Frequently asked questions
What is the best Catholic app?
Hallow is the most popular for guided prayer and meditation, and the Ascension app is the top pick for Scripture and Catechism study - it's the home of Fr. Mike Schmitz's Bible in a Year. For the Liturgy of the Hours, Universalis and iBreviary are the standards; for daily Mass readings, Laudate and iMissal are widely used.
Are Catholic apps free?
Many are. Hallow, the Ascension app, Word on Fire, Laudate, and iMissal are free to start, and some add premium subscriptions.
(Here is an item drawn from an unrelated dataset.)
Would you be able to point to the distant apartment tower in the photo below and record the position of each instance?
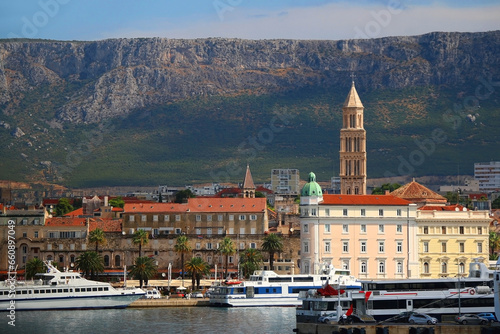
(285, 182)
(488, 175)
The breviary apps Universalis and iPieta are typically a one-time purchase that unlocks full offline access.
What's the best app for the Liturgy of the Hours?
Universalis and iBreviary are the two standards - both provide the full Divine Office in English and other languages, with Universalis known for reliable offline use after a one-time purchase. iBreviary is free and widely used in parishes.
Is there a good Catholic Bible-in-a-year app?
Yes - the Ascension app hosts Fr. Mike Schmitz's Bible in a Year and Catechism in a Year, two of the most popular Catholic study podcasts, alongside the Great Adventure Bible framework. It's free to use.